Но утро настало; мы встали поздно, и ты пригласил меня позавтракать с тобой. Мы пили чай, приготовленный в столовой невидимой услужливой рукой, и непринуждённо болтали. Ты опять говорил со мной просто и сердечно, без нескромных вопросов, без малейшего любопытства. Ты не спрашивал, ни кто я такая, ни где живу; я была для тебя только случайным приключением, безыменной минутной прихотью, бесследно исчезающей из памяти, как дымок рассеивается в воздухе. Ты рассказал мне, что тебе предстоит большое путешествие в Северную Африку, которое продлится два или три месяца; я задрожала от страха, радость сменилась отчаянием, ибо в ушах у меня уже звучало: «Конец, всё прошло и позабыто!» Мне хотелось броситься к твоим ногам и закричать: «Возьми меня с собой, тогда ты узнаешь меня, наконец, наконец-то после стольких лет!» Но я была так робка, малодушна, так рабски покорна тебе! Я только сказала:
— Как жаль!
Ты, улыбаясь, взглянул на меня:
— Тебе правда жаль?
Тут я не выдержала, поддалась внезапному порыву. Я встала и долгим, пристальным взглядом посмотрела тебе в лицо. Потом сказала:
— Тот, кого я любила, тоже всегда уезжал. — Я смотрела на тебя, смотрела прямо в глаза. «Сейчас, сейчас он узнает меня!» Я ждала, трепеща от страха и надежды.
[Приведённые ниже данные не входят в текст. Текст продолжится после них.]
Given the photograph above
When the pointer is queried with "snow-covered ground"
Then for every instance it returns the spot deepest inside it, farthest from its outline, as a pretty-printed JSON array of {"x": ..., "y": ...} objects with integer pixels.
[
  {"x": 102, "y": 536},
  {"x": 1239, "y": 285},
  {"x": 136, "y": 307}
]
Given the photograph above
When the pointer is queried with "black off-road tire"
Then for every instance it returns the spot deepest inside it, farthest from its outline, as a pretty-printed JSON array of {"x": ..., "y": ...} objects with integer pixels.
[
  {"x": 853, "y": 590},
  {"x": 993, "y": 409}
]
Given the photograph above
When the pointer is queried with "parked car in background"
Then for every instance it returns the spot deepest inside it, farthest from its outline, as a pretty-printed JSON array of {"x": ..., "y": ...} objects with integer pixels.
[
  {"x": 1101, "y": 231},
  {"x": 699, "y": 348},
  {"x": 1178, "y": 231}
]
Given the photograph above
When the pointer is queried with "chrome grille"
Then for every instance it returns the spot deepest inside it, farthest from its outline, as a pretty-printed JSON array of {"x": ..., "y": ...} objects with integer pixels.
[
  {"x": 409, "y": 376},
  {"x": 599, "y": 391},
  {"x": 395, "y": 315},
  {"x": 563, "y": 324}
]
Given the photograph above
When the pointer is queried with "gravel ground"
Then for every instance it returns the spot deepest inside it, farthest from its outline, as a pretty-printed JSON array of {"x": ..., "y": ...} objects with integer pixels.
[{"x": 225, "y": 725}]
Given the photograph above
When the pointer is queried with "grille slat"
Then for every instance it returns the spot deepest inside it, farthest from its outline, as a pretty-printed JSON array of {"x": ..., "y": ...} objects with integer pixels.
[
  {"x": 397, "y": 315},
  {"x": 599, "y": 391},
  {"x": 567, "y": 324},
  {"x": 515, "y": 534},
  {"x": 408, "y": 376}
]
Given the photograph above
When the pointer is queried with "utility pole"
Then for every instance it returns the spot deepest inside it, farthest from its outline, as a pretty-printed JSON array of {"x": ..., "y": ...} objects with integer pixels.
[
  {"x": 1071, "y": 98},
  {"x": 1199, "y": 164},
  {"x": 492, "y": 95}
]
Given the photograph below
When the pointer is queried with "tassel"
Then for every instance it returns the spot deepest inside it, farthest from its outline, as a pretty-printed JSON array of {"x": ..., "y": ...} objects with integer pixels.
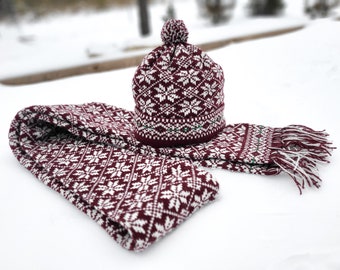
[{"x": 297, "y": 150}]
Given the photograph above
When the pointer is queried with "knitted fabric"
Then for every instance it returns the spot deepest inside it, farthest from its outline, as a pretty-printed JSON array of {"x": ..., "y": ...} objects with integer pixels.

Но ты улыбнулся мне и сказал в утешение:
— Из путешествий ведь возвращаются.
— Да, — ответила я, возвращаются, но успев забыть.
Должно быть, в тоне, каким я это сказала, прозвучало что-то необычное, слишком страстное, потому что теперь и ты встал и посмотрел на меня с удивлением и тёплой лаской. Ты взял меня за плечи.